Sylviane GIAMPINO : Les mères qui travaillent sont-elles coupables ?

Lesfemmesquitravaillent_optLa première page de ce livre, en guise de préambule dénommé « la vie d’artiste », plante le décor. Les propos rapportés d’une conversation téléphonique d’une mère qui tente laborieusement de concilier un impératif professionnel avec des obligations personnelles pour les rendre compatibles, résument toute la difficulté de l’exercice. L’intérêt de ce décor est qu’il met en lumière la complexité du quotidien de nombreuses femmes. Complexité qui repose exclusivement sur elles et qui est invisible pour les autres, aussi proches qu’ils soient.

L’auteur décortique les mécanismes qui laissent les femmes / mères seules face à leurs choix : et puisque c’est leurs choix, c’est à elles d’en assumer l’entière responsabilité. Quid de la responsabilité du père dans le choix de l’organisation de la cellule familiale ? Elle est beaucoup plus diluée, voire inexistante.

Ce livre, organisé en trois parties, tisse d’abord les liens entre maternité et responsabilité qui aboutissent à la naissance d’un sentiment de culpabilité. Qu’elle que soit la configuration retenue, faute de faire un véritable choix, une certaine insatisfaction apparaît : soit les mères ne consacrent pas assez de temps à leur(s) enfant(s), soit elles ne sont pas assez patientes ou encore leurs rôles au sein du foyer est totalement dévalorisé (cf. le post 10 astuces de couples pour calmer les discussions d’argent).

Ensuite, dans la seconde partie, Sylviane GIAMPINO relève qu’aucune difficulté particulière dans l’évolution des enfants n’a été relevée comme étant spécifiquement lié au travail de la mère, en rappelant que la quantité du temps passé n’est pas synonyme de qualité ou d’investissement éducatif. De plus, l’approche du monde du travail par rapport à la maternité est soulignée : un excellent élément perd de son excellence en ayant des enfants. Cela est vrai au féminin, pas du tout au masculin. La situation des femmes au foyer n’est pas franchement meilleure. Cependant, l’auteur la replace dans un contexte général en lui donnant une dimension qualitative  : elles sont non-seulement le pilier de la famille mais aussi une ressource pour la société dans son investissement dans le tissu social et associatif.
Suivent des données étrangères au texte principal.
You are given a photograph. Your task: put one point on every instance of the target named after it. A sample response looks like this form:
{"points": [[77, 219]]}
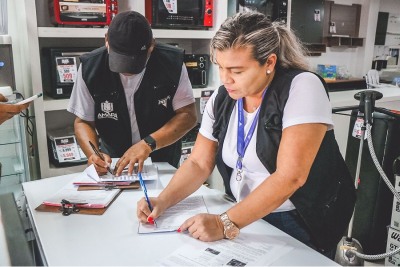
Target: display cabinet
{"points": [[14, 168]]}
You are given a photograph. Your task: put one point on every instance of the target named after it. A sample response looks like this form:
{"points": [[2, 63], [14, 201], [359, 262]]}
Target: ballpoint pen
{"points": [[101, 156], [145, 193]]}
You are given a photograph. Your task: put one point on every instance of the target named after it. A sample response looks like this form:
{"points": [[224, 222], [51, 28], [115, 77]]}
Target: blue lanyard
{"points": [[243, 143]]}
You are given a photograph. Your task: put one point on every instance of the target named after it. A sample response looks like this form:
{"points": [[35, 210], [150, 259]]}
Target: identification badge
{"points": [[205, 95], [67, 69]]}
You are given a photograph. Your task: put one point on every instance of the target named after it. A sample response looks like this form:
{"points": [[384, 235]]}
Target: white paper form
{"points": [[173, 217], [150, 172], [247, 249]]}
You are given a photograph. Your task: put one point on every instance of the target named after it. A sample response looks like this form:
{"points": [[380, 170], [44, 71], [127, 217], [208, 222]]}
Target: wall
{"points": [[357, 60]]}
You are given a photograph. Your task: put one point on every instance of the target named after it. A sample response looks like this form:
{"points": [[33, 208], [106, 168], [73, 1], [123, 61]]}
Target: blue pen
{"points": [[145, 193]]}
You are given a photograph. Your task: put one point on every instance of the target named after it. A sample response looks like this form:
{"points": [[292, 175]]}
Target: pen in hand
{"points": [[145, 193], [100, 156]]}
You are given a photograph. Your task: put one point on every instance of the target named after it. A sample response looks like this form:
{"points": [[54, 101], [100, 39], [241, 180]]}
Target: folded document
{"points": [[86, 199]]}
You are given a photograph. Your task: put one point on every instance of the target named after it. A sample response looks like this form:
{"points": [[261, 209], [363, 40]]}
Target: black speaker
{"points": [[374, 199]]}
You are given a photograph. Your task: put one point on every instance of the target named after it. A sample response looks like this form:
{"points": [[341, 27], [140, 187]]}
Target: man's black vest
{"points": [[153, 100], [326, 201]]}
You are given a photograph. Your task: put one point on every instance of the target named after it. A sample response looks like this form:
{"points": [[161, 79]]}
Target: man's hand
{"points": [[7, 111], [99, 164], [137, 153]]}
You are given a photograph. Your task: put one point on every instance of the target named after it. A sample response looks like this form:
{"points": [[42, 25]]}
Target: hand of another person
{"points": [[137, 153], [99, 164], [7, 111], [143, 212], [204, 226]]}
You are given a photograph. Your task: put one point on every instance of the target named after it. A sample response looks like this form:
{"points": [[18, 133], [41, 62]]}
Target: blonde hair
{"points": [[255, 30]]}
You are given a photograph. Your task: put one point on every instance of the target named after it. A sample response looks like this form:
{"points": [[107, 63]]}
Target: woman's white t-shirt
{"points": [[307, 103]]}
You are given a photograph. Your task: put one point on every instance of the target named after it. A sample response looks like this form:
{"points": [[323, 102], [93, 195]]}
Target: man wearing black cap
{"points": [[136, 94]]}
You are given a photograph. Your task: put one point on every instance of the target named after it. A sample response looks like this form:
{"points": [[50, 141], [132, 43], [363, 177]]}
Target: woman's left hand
{"points": [[205, 227]]}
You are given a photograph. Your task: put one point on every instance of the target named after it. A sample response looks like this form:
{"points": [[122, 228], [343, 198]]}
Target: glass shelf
{"points": [[10, 166], [9, 137]]}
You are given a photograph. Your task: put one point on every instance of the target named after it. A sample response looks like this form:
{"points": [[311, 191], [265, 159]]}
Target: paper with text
{"points": [[149, 172], [173, 217], [247, 249]]}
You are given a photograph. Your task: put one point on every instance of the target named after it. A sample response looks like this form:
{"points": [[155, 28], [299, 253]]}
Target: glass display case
{"points": [[14, 168]]}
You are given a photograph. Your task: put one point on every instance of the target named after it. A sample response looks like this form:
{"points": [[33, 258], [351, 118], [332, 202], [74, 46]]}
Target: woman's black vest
{"points": [[153, 100], [326, 201]]}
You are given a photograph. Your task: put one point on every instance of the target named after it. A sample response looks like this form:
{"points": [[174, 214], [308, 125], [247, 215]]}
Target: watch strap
{"points": [[151, 142]]}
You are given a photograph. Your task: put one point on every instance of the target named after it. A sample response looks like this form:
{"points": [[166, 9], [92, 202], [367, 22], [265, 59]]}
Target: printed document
{"points": [[247, 249], [173, 217], [149, 172]]}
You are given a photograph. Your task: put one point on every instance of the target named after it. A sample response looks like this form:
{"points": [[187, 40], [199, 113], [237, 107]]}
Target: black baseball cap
{"points": [[129, 38]]}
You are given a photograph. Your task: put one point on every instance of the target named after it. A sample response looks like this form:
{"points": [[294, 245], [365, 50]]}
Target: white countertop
{"points": [[112, 238]]}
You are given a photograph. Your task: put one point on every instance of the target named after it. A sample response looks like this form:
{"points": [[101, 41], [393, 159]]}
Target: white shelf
{"points": [[197, 91], [50, 104], [65, 32], [69, 32], [183, 34]]}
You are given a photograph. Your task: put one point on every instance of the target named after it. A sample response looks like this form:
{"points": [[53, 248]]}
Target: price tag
{"points": [[67, 149], [67, 69], [205, 95], [357, 129]]}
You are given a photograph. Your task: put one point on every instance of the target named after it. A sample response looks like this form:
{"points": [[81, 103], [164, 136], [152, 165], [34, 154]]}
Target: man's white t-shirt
{"points": [[81, 102], [307, 103]]}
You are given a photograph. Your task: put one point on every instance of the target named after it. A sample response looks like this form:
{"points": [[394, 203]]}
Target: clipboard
{"points": [[89, 211], [57, 209]]}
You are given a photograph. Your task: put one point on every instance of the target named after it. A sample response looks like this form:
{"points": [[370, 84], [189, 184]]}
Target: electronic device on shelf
{"points": [[64, 149], [275, 10], [182, 14], [197, 67], [83, 12], [62, 64]]}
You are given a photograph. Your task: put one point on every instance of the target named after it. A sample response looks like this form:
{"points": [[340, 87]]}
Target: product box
{"points": [[393, 242], [328, 72], [395, 221]]}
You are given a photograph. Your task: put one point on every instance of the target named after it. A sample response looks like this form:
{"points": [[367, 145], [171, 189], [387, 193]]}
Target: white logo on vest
{"points": [[107, 109], [164, 101]]}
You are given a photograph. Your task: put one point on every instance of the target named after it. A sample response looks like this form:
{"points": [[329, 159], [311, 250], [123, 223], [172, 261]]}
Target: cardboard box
{"points": [[395, 220], [393, 242], [328, 72]]}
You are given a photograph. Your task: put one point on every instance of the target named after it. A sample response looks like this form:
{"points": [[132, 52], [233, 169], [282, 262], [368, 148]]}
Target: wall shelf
{"points": [[69, 32], [343, 41]]}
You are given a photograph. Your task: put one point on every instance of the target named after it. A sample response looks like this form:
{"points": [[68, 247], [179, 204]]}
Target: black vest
{"points": [[153, 100], [326, 201]]}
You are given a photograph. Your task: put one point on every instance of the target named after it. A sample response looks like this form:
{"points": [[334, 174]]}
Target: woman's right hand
{"points": [[143, 211], [99, 164]]}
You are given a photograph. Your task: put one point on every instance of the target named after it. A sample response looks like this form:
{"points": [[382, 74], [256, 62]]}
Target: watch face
{"points": [[232, 232]]}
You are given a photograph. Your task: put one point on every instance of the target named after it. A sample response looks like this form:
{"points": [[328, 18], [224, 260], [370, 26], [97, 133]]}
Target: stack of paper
{"points": [[90, 177], [149, 172], [86, 199]]}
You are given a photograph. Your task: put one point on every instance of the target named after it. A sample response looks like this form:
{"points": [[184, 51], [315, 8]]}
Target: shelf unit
{"points": [[14, 168], [344, 41], [51, 113]]}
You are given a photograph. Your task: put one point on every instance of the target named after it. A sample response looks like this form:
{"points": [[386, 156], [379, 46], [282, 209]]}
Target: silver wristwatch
{"points": [[231, 231]]}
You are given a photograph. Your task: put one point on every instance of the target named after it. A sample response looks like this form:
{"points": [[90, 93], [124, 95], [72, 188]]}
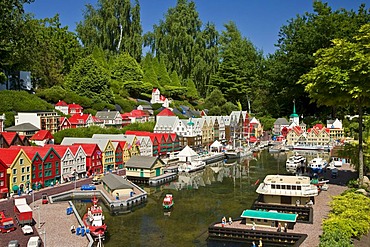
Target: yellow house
{"points": [[117, 185], [206, 131], [144, 167], [19, 169]]}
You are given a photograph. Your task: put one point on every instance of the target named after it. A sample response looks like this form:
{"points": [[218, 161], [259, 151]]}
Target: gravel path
{"points": [[56, 223]]}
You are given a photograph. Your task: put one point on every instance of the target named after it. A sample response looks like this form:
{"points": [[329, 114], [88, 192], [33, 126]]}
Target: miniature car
{"points": [[13, 243], [27, 229], [44, 198], [34, 242], [88, 187]]}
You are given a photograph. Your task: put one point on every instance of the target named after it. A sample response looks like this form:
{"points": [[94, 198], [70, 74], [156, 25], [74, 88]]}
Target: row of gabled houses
{"points": [[295, 132]]}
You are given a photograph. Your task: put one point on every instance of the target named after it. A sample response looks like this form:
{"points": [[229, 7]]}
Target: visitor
{"points": [[223, 221], [279, 228], [260, 243]]}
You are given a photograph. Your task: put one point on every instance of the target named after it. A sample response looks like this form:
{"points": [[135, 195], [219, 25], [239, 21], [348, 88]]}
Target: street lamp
{"points": [[38, 211], [44, 233]]}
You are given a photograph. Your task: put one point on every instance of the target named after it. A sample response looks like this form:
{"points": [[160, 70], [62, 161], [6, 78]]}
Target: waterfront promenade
{"points": [[321, 209], [53, 218]]}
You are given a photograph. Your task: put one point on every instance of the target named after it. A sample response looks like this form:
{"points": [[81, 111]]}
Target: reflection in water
{"points": [[201, 198]]}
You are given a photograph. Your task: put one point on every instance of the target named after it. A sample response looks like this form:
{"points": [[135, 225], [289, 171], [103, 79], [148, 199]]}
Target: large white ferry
{"points": [[291, 190]]}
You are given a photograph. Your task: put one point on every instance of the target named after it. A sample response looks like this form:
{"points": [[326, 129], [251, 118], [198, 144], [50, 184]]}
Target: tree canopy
{"points": [[341, 77]]}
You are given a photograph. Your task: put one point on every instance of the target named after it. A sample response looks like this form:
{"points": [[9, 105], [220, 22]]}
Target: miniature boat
{"points": [[317, 165], [168, 201], [94, 220], [295, 162]]}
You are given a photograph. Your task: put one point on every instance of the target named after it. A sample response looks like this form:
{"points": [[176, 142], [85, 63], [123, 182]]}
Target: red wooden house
{"points": [[46, 165], [74, 109], [120, 147], [4, 189], [8, 139], [42, 137], [94, 163]]}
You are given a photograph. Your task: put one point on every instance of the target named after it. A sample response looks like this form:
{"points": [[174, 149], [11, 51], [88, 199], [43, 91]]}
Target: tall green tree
{"points": [[179, 41], [11, 26], [298, 40], [125, 68], [236, 76], [341, 77], [175, 80], [163, 77], [113, 25], [89, 79], [49, 51]]}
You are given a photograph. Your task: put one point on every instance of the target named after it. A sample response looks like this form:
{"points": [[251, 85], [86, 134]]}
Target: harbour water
{"points": [[201, 198]]}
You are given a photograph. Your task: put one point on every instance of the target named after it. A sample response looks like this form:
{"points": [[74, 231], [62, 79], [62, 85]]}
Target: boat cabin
{"points": [[269, 218], [289, 190]]}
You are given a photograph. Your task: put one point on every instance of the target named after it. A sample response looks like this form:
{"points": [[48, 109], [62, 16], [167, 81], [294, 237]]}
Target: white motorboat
{"points": [[192, 166], [295, 162], [317, 165]]}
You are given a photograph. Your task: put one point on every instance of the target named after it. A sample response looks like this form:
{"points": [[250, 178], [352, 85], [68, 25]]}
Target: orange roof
{"points": [[74, 106], [32, 150], [88, 148], [60, 149], [78, 119], [42, 135], [61, 103], [9, 136], [8, 155], [166, 112]]}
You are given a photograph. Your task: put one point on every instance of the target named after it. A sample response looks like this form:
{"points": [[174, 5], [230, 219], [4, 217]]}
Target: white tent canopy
{"points": [[187, 154], [216, 144]]}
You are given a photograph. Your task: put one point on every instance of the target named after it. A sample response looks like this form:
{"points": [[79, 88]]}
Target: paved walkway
{"points": [[55, 225]]}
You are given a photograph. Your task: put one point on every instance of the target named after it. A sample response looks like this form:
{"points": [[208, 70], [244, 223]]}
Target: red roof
{"points": [[138, 113], [74, 106], [60, 149], [31, 150], [8, 155], [9, 136], [97, 120], [88, 148], [121, 143], [166, 112], [61, 103], [42, 135], [78, 118]]}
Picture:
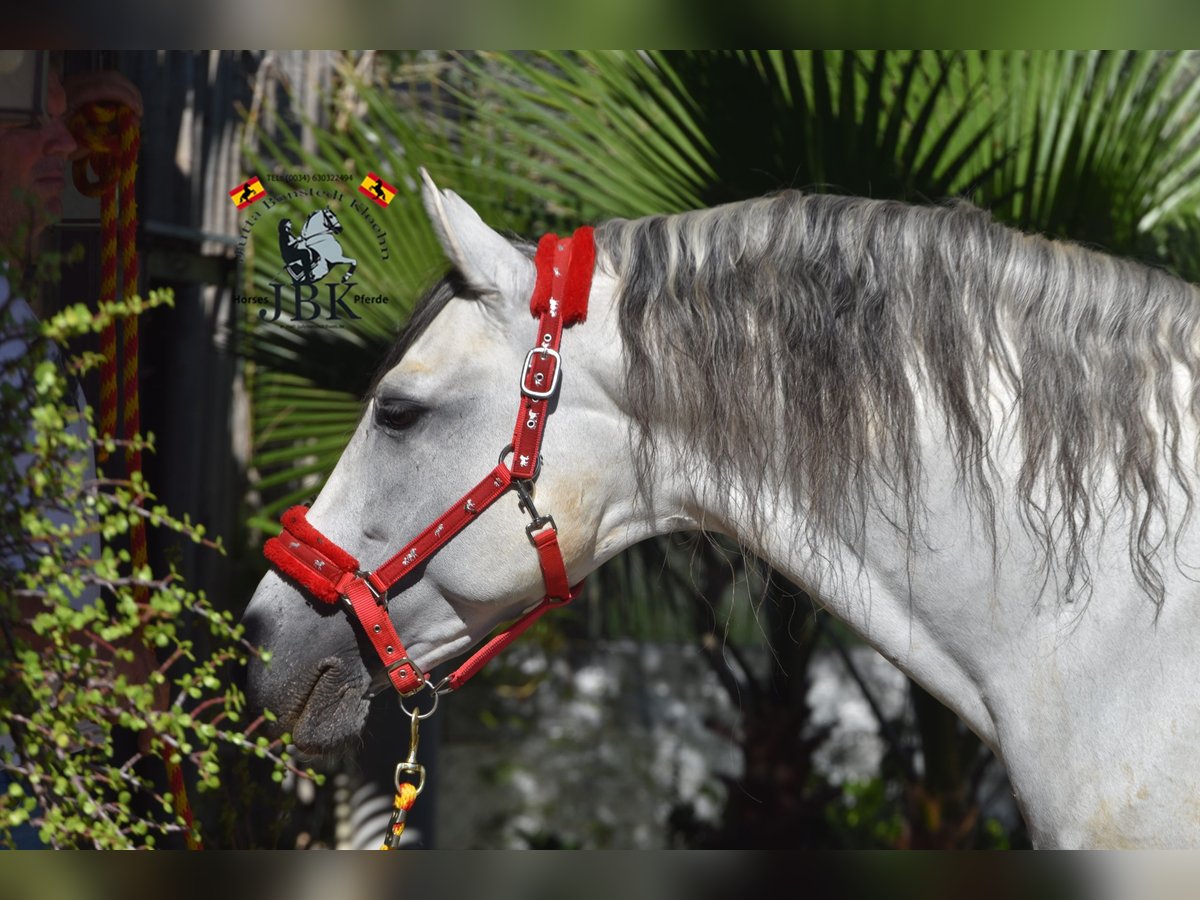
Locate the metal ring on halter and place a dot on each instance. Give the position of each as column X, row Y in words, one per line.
column 537, row 469
column 429, row 712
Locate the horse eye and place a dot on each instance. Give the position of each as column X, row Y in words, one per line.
column 397, row 415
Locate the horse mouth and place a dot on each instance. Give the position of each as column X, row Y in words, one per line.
column 329, row 717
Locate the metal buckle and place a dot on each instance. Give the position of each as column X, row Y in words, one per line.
column 535, row 393
column 420, row 676
column 538, row 523
column 382, row 599
column 525, row 501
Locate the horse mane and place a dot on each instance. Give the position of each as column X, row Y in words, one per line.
column 840, row 319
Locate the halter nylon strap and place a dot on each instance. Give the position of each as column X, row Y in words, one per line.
column 330, row 574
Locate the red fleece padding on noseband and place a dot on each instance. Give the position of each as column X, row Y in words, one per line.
column 295, row 523
column 574, row 303
column 295, row 520
column 298, row 571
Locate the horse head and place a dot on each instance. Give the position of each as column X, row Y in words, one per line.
column 437, row 419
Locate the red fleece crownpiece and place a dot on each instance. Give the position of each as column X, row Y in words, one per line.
column 573, row 286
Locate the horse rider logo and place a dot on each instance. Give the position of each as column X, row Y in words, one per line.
column 310, row 256
column 245, row 195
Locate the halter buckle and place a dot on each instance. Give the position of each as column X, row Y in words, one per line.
column 417, row 673
column 537, row 391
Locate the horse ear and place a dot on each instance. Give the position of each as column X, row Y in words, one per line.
column 490, row 264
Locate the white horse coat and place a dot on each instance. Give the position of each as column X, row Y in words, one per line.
column 1074, row 673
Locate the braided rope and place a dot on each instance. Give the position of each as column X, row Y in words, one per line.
column 406, row 795
column 113, row 139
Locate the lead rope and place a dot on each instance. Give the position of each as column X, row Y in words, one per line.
column 406, row 791
column 112, row 137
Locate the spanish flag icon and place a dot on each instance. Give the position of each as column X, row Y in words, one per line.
column 245, row 195
column 377, row 189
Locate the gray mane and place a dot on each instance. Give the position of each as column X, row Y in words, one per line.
column 835, row 318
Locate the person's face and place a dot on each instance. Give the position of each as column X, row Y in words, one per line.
column 33, row 168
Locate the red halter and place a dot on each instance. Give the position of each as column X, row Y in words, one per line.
column 330, row 574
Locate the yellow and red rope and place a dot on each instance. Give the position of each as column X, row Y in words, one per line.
column 112, row 137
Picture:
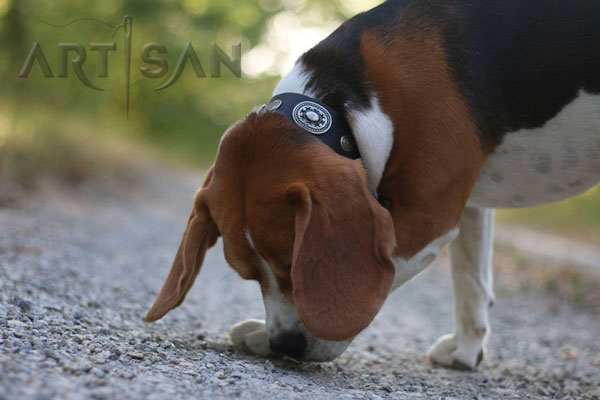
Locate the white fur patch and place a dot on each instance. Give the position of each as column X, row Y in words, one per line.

Enfin, les différents modes de garde sont passés en revue, avec leurs avantages et leurs inconvénients. La sacro-sainte « place en crèche », mode de garde préféré de nombreuses familles, est relativisée en mettant en avant sa rareté, la rigidité de certaines structures et l’opacité de leur attribution.

Ce livre dépoussière les nombreux poncifs en matière du travail des femmes et met en lumière l’invisible que tout le monde prend pour un acquis « normal ». Or, il n’y a rien de normal ou de naturel dans la double journée des femmes, leur salaire inférieur ou leur sous-représentation dans l’espace public. Ce sont des mécanismes culturels qui sont en place, d’ailleurs, parfois relayés par les femmes elles-mêmes.

Sylviane GIAMPINO sort donc du manichéisme sur le travail des femmes et la maternité, en chassant les visions simplifiées à l’extrême et en les resituant dans un contexte précis : celui d’une société dite égalitaire et moderne. Par son état des lieux et son analyse qui s’appuient sur son expérience professionnelle, elle sort du silence le quotidien des mères de famille en appelant chacun : mères, pères, familles, monde du travail, décideurs publics, à prendre ses responsabilités.

Extraits :

P19 « Une mère qui travaille est-elle coupable ? Oui, pour dex raisons, d’abord parce qu’elle est mère, ensuite parce qu’elle est une femme. Une mère qui ne travaille pas est-elle coupable ? Oui, pour les mêmes raisons ».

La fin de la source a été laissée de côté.